Vu de France et d'Occident en général, le monde arabe apparait
souvent bien compliqué et irrationnel tant dans son fonctionnement
que dans l'enchainement et le rythme temporel des évènements.
Visions Arabes a pour but principal d'apporter
un éclairage original prioritairement
à travers des analyses et opinions de spécialistes issus
du monde arabe lui-même.
Comme, le plus souvent, celles-ci sont issus de la presse ou de la blogosphère
arabe,
il est nécessaire d'en saisir les subtilités grâce
à une maitrise absolue de la langue arabe. Leurs auteurs peuvent
vivre sur place ou être "exilés" en Occident ou
même ailleurs.
Voilà pourquoi Visions Arabes propose
de développer une interactivité entre la connaissance de
la langue et des opinions averties venues le plus souvent d'Orient.
Dans
cet article de Nahid Hattar paru le 11 juillet 2014 sur le site
du quotidien libanais al-Akhbar sous le titre " Le Hezbollah
vers l'Irak aussi ? ", le chroniqueur expose ce
qu'il pense être les quatre phases de l'évolution
du Hezbollah qui serait passé de parti religieux en parti
laïque.
L'extrait que nous traduisons ci-après porte sur ces quatre
phases ; l'article original, rédigé en arabe
(voir
le PDF ci-après, http://www.al-akhbar.com/node/210425 ),
fait le lien entre cette évolution du Hezbollah
et l'hypothèse de son intervention future en Irak contre
le califat sunnite de l'EIIL (État islamique de l'Irak
et
du Levant).
Le
Hezbollah du Liban est passé par quatre phases :
Au
départ, c'est un parti religieux qui résiste certes
[à Israël], mais c'est surtout un parti qui est
atteint de tous les symptômes pathologiques de tout parti
religieux : Fanatique, hostile aux forces de la société
civile et plombé par le péché originel
de tout mouvement islamique politisé, à savoir
la volonté d'imposer à la société
son propre modèle juridique et culturel islamique. À
cette époque, le Hezbollah voyait le monde divisé
en deux camps religieux, à tel point qu'il soutint les
efforts des Bosniaques rétrogrades désireux de
se séparer de la Yougoslavie anti-impérialiste
pour la simple raison que ces Bosniaques étaient musulmans
!
Lors
de la deuxième phase (qui s'est cristallisé dans
les années 90 du siècle dernier), le Hezbollah
est devenu, e premier lieu, un mouvement de résistance
visant à libérer les territoires libanais de l'occupation
israélienne ; ainsi, tout en conservant ses motivations
religieuses, il est passé - dans les faits - du champ
de la Chari`a à celui de la Résistance.

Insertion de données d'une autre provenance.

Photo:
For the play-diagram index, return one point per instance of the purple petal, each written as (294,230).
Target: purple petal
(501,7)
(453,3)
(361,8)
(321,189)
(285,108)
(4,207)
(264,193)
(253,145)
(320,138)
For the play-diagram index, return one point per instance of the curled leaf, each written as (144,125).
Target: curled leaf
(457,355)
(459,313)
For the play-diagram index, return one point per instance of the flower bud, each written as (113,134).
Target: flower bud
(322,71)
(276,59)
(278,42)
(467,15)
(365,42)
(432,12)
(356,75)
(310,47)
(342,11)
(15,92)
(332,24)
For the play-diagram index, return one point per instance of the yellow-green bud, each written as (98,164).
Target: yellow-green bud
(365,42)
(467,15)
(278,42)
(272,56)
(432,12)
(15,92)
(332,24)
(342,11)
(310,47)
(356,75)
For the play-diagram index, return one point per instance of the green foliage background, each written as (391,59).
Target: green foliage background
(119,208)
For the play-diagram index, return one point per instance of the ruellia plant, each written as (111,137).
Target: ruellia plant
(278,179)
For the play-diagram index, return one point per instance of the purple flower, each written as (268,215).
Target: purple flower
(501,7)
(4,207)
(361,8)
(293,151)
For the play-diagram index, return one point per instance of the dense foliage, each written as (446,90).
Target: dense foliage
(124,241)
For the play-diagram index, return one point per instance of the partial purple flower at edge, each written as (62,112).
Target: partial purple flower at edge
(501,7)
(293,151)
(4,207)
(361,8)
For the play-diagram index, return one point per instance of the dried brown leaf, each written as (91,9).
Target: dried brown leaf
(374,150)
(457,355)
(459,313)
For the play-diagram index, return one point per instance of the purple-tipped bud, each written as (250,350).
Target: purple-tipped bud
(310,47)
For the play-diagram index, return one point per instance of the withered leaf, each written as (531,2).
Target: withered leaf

Et, malgré
toutes les réserves que l'on peut avoir sur l'entente
du Hezbollah, à cette époque, avec le projet néolibéral
de Hariri, l'on retiendra surtout de cette deuxième phase
que le Hezbollah y adopta la parole laïque du Christ :
" Rends à César ce qui est à César,
et à Dieu ce qui est à Dieu ".
Dans
la troisième phase, qui commence en 2006, avec la victoire
du Hezbollah sur la machine de guerre israélienne, celui-ci
est devenu une force de dissuasion nationale et arabe ; il garda
certes son nom de Hezbollah, mais il se transforma dans les
faits en un parti de l'indépendance libanaise, un parti
qui défend la terre, la souveraineté et les richesses
nationales, qui interdit l'agression [israélienne] et
permet le progrès.
Cette victoire de 2006 couronna l'évolution politique
du Hezbollah vers la laïcité nationale, exprimée
par le document d'entente signé avec le Courant Patriotique
Libre [qui est la principale force politique chrétienne
au Liban, dirigée par le Général Michel
Aoun]. Car, quand un parti religieux renonce, dans sa stratégie,
à appliquer la Chari`a sur l'État, ce parti a
fini d'évoluer de [l'étroit] champ religieux vers
le [large] champ national.
Enfin,
dans la quatrième phase, et par sa glorieuse participation
à la défense du régime patriotique et laïque
syrien, le Hezbollah est passé du statut de force nationale
libanaise à celui de force régionale, plus précisément
une force du Machrek. Et, dans le creuset du combat qu'il mène
en Syrie, le Hezbollah a affiné ses outils d'analyse
politique : S'il continue à voir le monde divisé
en deux camps, ces deux camps ne sont plus distingués
par la religion mais par l'opposition à l'impérialisme.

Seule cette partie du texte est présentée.